Release date: April 2, 2018
macgenie: 00:00:11 Hey it’s Micro Monday again, the weekly microcast where we get to know members of the Micro.blog community. I’m Jean MacDonald, community manager here at Micro.blog, and I am very happy to welcome Patrick Rhone to the podcast, also known on my Micro.blog as @patrickrhone.
patrickrhone: 00:00:31 I’m Patrick Rhone everywhere. I find it’s so much easier because it cuts through all the explanation. Just get right to it. Who are you? I’m Patrick Rhone.
macgenie: 00:00:42 It’s handy. Unfortunately for me, I picked my handle back 10 plus years ago when I thought it might be important not to have my name out there in social media, because it was new and I was a little afraid of it.
patrickrhone: 00:00:59 Understood.
macgenie: 00:01:00 Let’s us get right into it and talk about Micro.blog. I’d love to know how you heard about Micro.blog.
patrickrhone: 00:01:10 Strangely enough, I probably heard about it on Twitter but I don’t know. It’s one of those things. I never remember where I hear about things from. This is the reason why there is such a lack of “via”s and hat tips on my site. It’s like I have no idea where this thing came from, it just showed up, you know? And now, thinking back on it, it might have been Andy Baio’s Waxy.org, which is a long running…, I would call that a microblog even though I don’t know if he’s on Micro.blog. But yeah somewhere on the interwebs.
patrickrhone: 00:01:52 Oh, there’s a Kickstarter for this thing, and this thing looks a lot like something that I’ve either A) wanted to do for a while or B) actually have set up already in some way, shape, or form. Let’s see how this will turn out.
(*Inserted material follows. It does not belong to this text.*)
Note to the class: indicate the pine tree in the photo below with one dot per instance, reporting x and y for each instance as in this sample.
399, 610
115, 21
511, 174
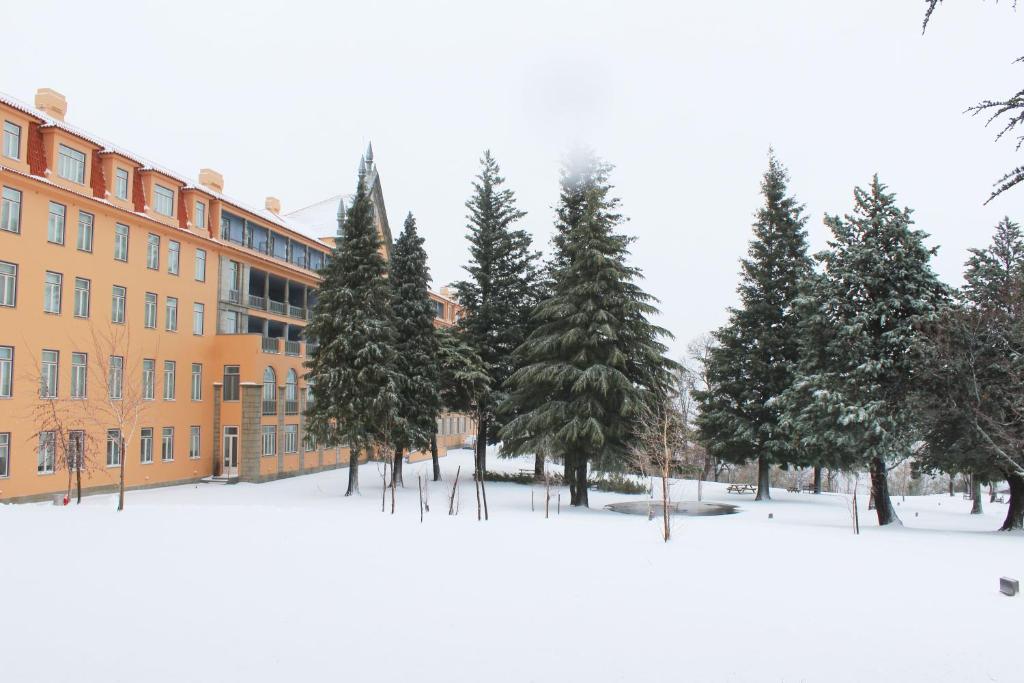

macgenie: 00:02:08 That’s true. It is part of the interwebs, and not surprising at all if you heard about it on Twitter. I know that Twitter, love it or hate it, it has been my source of news on things like Micro.blog for a long time.
patrickrhone: 00:02:25 There’s a lot of things, certain websites that I’ve long followed for stuff like this, whether it be Boing Boing, or Waxy.org, or Kottke, which tend to link to interesting things like this. I saw the Kickstarter, and said sign me up. Forked over some money.
macgenie: 00:02:53 We appreciate that support for sure, and I would love to know how you’re using your microblog, which is patrickrhone.micro.blog.
patrickrhone: 00:03:07 Well, there is that, but actually my true microblog and what’s actually connected to Micro.blog is patrickrhone.net. And patrickrhone.net is, as of say last December or so, my full-time blog. That’s where I blog everything, after having blogged for almost 15 years at patrickrhone.com. And there’s probably some people asking at this point , “Wait, why why did you do this new thing?” I’ll try to make some very long stories short.
patrickrhone: 00:04:07 Essentially know I had patrickrhone.com for many many years. I decided to take an online sabbatical for a year that actually lasted about 9 months, not quite. The intent was to take a step back from online publishing. I’m a writer. I’ve written six books. I’ve been blogging for 15 years but I was writing long before this thing called the internet was something that a normal person could publish to. As a matter of fact, I’ve been writing long before this thing called the Internet actually really existed, because I’m an old guy. So part of my interest in that was trying to see how much has the ability to publish anything anytime I want, how has that changed my writing, and what happens if I remove that. As a creative person, I’m always interested in playing around with constraints. As a history buff, I’m always interested to find out what it would be like to go back and take away those things, those tools that we now have that make things easy. What was it like before that? And so that’s what I did. During that time and what caused me to come back was I had a fairly serious personal events happen over the course of that year that led me to have a sense, a need for the community that the Internet provides and that I missed.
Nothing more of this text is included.